Os impactos no trabalho podem ser tanto positivos quanto negativos, dependendo do mercado do qual estamos falando. Segundo Aldo Segnini, eles são:
- Fim das atividades repetitivas, liberando as pessoas para atividades mais humanas;
- Redução drástica nos atendimentos aos clientes realizados por humanos, o que impactará os empregos atualmente existentes no mercado, demandando uma nova capacitação das pessoas para que elas possam atuar em outras áreas no mercado de trabalho;
- Aceleração da capacidade de produção de conteúdo, o que aumentará a eficiência das empresas, seus resultados e, assim, potencializará a geração de empregos;
- Risco de geração e propagação de conteúdos falsos;
- Risco de terceirização da tomada de decisão para a IA, que poderá ser enviesada e prejudicial para os negócios;
- Aumento nas vagas de emprego para pessoas com conhecimentos de IA e análise e geração de dados.

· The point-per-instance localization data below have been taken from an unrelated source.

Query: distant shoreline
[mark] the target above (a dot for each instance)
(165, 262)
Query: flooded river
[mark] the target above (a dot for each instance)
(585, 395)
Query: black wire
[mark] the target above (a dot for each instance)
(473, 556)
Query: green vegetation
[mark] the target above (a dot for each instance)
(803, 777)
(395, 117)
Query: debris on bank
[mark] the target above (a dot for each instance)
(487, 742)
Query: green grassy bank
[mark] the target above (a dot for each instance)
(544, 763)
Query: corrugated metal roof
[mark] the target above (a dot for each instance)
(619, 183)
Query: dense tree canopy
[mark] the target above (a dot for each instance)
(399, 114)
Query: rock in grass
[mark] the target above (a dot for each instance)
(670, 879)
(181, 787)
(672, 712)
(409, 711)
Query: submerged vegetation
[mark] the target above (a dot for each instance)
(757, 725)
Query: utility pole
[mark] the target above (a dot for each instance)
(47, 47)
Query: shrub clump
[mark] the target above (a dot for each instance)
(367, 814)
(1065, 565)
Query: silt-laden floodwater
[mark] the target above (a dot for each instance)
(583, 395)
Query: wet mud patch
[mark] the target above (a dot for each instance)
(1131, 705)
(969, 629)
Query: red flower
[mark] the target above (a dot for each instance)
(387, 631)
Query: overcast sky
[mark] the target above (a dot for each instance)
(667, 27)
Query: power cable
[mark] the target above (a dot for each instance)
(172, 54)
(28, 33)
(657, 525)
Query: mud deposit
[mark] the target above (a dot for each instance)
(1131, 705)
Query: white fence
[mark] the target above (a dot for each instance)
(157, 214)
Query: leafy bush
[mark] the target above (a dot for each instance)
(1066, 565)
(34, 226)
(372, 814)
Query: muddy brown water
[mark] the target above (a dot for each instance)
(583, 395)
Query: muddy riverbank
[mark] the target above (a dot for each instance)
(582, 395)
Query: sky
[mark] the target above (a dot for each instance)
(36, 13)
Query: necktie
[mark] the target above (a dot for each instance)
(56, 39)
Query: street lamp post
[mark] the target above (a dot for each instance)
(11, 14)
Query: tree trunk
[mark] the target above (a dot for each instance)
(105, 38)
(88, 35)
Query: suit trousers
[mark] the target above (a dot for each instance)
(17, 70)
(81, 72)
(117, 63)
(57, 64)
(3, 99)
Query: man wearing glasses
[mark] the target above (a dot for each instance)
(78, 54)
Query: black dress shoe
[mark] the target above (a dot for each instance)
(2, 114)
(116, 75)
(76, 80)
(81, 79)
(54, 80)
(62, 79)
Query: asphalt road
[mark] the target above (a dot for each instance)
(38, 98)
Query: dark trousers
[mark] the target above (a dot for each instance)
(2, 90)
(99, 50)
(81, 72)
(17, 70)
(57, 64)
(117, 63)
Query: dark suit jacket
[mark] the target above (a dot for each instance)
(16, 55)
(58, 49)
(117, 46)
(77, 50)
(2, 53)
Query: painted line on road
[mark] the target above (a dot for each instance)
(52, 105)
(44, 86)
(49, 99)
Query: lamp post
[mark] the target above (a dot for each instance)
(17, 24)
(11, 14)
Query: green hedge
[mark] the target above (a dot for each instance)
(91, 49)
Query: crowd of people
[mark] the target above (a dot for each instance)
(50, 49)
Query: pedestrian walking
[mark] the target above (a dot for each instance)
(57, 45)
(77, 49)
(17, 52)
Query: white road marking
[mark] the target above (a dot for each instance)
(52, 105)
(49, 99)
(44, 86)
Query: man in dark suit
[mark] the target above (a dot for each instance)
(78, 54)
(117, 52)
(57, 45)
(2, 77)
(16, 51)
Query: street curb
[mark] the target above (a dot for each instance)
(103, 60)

A questão é: como estar pronto para essa mudança? Aldo acredita que seja somente por meio da capacitação e atualização contínua. “Se queremos continuar sendo relevantes nos mercados em que atuamos, devemos ter um espírito de aprendiz. Isso vai além de meramente aprender, mas também implica em aprender a ‘desaprender’ o que já foi enraizado em nós para que possamos começar a fazer novas conexões nesse processo de conhecimento.